Mamma Teresa era una madre, i cui figli partirono per la guerra, e scrisse un diario per raccontare della sua triste esperienza.
Quando Anadage, uno dei suoi figli, morì, essa si sedette per anni, quotidianamente pensando a lui, sulla panchina della stazione del piccolo paese Bova di Marrara in cui abitavano, con la speranza di trovare i soldi per andare a visitare la tomba del figlio.
Dopo 5 anni, riuscì ad acquistare un biglietto del treno per Monaco di Baviera.
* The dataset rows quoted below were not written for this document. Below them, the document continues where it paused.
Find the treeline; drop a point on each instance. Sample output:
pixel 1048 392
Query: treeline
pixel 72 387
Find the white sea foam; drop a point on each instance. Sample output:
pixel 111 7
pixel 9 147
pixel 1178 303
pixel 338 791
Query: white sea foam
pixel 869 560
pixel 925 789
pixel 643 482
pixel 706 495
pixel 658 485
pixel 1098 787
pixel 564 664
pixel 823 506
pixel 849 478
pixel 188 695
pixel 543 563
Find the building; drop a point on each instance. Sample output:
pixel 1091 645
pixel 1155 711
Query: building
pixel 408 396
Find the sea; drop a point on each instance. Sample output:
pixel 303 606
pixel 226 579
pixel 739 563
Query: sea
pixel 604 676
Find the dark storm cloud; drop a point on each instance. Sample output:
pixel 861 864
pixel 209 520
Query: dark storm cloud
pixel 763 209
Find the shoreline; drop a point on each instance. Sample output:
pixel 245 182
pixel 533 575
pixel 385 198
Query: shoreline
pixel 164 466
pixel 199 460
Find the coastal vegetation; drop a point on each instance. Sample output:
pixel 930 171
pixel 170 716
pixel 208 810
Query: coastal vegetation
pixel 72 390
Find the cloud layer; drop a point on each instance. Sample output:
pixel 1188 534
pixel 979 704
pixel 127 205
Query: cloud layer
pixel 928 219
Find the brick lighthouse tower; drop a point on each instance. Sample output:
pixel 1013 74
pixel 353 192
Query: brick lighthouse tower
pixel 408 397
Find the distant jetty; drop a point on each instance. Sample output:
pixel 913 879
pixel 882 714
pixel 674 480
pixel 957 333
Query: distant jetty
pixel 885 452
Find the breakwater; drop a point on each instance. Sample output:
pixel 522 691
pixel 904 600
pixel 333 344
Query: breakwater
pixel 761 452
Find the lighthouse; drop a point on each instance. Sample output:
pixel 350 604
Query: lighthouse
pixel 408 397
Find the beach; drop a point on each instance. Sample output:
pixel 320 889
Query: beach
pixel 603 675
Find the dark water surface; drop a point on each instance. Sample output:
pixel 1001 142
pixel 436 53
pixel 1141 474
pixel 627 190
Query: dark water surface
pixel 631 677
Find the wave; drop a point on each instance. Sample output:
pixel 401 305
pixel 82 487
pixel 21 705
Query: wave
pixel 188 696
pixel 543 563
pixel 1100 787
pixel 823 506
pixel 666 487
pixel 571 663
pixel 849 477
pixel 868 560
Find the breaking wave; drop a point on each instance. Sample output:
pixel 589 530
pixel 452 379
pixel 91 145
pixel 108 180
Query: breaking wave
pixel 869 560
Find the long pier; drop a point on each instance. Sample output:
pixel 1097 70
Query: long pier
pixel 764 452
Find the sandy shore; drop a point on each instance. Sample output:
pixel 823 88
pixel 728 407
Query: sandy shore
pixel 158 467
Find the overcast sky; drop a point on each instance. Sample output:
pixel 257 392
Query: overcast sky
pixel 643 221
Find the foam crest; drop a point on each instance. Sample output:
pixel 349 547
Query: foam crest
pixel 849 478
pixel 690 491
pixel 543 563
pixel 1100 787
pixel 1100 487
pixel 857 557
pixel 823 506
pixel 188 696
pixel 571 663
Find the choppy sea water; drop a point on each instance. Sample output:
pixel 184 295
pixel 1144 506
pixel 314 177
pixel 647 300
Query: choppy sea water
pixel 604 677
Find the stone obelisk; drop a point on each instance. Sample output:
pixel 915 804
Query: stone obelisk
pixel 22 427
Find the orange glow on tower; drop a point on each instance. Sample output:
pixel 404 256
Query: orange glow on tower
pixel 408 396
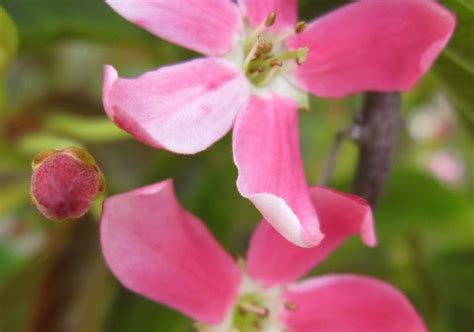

Tramite l'aiuto di molte persone, di buon cuore, riuscì ad arrivare ad a Heppenheim ( il paese dove morì Anadage), dove conobbe moltissime famiglie che la aiutarono e con le quali fece amicizia anche se tedesche. Si recò sulla tomba del figlio per ben 5 anni e ogni volta era accolta con grandi feste.
Nei suoi viaggi Teresa portò fiori sulle tombe degli italiani morti come suo figlio, e conobbe anche moltissime persone come Eleonore Winkler, dirigente della VVN, associazione dei perseguitati del regime nazista, fondata nel 1947 a Berlino , con cui ebbe un rapporto speciale.
Eleonore la aiutò a portare i resti di Anadage in Italia, cosa impossibile da fare in quel periodo perché c'era una legge che vietava di trasferire le salme dei soldati Italiani deceduti. Teresa venne aiutata anche da un ufficiale tedesco e alla fine riuscì nell’impresa.
Ci ha molto colpito il fatto che Teresa, una donna fragile e semplice , sia riuscita nel suo intento e abbia ricevuto più aiuto in un paese straniero che nella sua patria.